Cloud SDK runs in an f1-micro Google Compute Engine and displays a command prompt at the bottom of the page. Open the SSH drop-down list to the right of the bootstrap instance and pick View vcloud command. When the dialog opens, select RUN IN CLOUD SHELL (or use one of the other options to ssh into the bootstrap instance).
After connecting to the DC/OS Bootstrap instance, follow the instructions in the README file until you reach the “hosts” file… Ensure the IP address for master0 in ./hosts is the next consecutive IP from bootstrap_public_ip.
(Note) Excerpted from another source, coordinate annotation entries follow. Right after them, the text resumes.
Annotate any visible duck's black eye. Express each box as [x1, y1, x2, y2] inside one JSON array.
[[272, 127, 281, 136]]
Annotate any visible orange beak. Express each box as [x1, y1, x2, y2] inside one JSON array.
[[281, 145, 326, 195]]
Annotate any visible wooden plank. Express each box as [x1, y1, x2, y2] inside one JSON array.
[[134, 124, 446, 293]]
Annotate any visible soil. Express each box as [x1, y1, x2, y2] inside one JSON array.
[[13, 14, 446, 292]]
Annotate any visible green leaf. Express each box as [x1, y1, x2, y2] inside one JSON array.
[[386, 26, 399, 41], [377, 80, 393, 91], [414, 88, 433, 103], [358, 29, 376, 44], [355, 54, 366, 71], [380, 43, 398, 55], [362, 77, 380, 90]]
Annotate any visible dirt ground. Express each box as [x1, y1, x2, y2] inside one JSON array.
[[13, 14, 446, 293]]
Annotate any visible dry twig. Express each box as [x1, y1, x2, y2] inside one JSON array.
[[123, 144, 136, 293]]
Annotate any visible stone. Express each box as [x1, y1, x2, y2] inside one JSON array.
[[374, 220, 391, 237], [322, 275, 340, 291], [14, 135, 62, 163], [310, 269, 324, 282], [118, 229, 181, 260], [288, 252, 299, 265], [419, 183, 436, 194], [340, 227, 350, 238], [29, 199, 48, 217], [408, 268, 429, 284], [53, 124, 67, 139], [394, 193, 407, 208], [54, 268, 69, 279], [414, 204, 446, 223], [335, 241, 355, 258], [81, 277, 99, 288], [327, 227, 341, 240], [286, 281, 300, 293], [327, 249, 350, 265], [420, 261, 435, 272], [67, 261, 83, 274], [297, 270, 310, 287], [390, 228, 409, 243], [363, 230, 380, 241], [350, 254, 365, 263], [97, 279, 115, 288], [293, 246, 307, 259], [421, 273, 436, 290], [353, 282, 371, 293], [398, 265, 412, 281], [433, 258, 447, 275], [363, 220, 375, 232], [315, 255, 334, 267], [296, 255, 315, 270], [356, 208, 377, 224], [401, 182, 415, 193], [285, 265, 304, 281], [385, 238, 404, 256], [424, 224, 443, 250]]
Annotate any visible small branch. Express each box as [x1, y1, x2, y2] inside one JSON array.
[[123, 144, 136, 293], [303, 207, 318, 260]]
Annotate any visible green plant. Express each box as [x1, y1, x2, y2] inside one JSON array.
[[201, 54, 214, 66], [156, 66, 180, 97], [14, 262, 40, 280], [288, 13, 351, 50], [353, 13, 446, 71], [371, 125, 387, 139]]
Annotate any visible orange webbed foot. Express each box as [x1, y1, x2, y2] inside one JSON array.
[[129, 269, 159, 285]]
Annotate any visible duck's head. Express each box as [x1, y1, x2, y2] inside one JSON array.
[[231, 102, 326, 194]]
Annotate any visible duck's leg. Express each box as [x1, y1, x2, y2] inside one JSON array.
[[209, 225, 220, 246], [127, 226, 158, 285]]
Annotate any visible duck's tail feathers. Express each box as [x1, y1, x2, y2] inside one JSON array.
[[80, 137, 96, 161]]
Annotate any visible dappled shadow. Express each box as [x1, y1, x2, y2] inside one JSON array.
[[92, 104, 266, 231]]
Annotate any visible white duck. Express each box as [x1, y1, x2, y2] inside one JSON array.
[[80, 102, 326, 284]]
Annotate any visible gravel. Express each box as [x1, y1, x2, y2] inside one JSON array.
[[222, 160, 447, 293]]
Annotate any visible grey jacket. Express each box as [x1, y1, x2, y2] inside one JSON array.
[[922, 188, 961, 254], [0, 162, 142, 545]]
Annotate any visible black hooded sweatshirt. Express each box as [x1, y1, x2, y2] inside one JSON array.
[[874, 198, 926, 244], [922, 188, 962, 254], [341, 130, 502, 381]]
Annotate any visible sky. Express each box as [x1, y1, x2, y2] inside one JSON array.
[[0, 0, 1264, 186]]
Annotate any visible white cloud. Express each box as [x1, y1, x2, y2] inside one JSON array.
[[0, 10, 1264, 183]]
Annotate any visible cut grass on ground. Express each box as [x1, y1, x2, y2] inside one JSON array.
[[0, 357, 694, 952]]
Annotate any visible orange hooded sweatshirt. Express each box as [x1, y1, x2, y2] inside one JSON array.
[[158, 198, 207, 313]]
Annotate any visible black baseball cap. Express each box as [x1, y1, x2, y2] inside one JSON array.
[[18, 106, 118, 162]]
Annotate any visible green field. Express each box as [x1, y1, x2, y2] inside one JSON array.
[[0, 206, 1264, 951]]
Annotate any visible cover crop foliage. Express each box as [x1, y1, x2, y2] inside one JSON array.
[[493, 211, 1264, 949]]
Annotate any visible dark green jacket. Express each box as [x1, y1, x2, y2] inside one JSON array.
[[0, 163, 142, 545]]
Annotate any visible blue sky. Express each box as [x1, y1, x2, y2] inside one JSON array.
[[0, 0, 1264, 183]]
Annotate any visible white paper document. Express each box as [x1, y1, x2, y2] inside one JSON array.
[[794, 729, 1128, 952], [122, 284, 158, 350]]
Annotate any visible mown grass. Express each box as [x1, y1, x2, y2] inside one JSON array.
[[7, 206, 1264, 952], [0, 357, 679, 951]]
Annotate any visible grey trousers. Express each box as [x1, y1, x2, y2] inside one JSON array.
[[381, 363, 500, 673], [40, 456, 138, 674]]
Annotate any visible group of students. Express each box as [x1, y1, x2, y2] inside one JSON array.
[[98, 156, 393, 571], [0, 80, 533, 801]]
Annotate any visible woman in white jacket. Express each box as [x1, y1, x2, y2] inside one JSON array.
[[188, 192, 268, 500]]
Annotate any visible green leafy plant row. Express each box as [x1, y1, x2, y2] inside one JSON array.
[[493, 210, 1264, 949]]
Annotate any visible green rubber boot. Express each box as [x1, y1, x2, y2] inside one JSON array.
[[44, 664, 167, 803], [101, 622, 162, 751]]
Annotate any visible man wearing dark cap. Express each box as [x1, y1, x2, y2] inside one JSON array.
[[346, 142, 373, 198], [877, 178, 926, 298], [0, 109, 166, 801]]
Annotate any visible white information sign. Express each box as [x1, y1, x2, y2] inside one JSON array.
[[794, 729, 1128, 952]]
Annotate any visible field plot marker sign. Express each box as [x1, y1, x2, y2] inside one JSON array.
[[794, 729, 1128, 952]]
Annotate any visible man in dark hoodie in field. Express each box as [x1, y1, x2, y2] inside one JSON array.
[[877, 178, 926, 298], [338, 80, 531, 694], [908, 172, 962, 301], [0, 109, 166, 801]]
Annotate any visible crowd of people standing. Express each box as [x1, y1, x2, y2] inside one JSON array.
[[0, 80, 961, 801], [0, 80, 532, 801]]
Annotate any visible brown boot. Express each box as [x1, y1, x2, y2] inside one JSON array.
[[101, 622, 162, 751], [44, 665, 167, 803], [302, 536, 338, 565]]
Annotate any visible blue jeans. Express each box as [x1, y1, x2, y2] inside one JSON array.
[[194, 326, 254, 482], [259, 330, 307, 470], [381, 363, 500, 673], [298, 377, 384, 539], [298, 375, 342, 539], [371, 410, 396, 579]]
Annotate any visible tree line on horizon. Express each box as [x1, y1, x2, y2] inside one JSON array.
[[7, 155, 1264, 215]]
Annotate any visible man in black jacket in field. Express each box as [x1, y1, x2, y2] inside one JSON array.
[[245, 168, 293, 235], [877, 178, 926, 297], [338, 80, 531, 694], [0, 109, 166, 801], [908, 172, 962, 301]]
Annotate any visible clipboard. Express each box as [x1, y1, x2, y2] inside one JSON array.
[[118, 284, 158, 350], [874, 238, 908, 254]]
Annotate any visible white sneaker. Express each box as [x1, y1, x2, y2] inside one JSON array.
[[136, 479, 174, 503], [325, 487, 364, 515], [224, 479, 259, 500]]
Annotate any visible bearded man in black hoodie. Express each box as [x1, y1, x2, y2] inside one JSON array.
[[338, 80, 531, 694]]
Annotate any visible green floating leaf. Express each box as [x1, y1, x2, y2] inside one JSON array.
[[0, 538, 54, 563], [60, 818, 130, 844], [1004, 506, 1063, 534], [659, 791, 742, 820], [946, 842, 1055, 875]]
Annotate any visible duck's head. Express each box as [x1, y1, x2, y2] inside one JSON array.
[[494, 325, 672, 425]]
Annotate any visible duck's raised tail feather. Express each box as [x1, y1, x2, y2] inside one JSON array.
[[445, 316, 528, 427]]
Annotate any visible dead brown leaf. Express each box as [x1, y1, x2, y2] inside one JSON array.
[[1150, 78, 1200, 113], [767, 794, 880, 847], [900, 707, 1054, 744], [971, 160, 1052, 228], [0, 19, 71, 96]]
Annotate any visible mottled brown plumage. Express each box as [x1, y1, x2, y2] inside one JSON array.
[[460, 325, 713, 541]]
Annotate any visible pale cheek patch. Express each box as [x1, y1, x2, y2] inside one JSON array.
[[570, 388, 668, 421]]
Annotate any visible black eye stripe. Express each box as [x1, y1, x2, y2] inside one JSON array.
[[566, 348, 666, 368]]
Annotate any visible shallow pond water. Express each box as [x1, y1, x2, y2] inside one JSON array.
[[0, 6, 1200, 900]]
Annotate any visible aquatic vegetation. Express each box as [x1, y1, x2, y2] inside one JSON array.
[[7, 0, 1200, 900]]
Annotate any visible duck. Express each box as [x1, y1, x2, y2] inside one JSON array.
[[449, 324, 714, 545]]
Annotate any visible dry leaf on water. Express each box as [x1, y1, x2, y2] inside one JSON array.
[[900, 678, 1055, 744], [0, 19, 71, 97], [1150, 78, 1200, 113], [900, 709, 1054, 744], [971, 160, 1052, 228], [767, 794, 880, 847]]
Defining the Master Node(s)
The number of master nodes is permanent, so if you change your mind, you must reinstall the cluster. It takes a quorum to determine its leader, so choose an odd number of nodes to avoid a “split-brain” situation. It is common to use three master nodes; however, GCP only allows eight CPUs if you are using the Google Cloud Platform free trial. I tested with a single 2-CPU master node, two 2-CPU private agent nodes, and one 2-CPU public agent node. The “hosts” file defines the number of master nodes in the DC/OS cluster. The master nodes’ IP addresses should be contiguous addresses from the IP address of the bootstrap machine. Here is an example of a three-node cluster.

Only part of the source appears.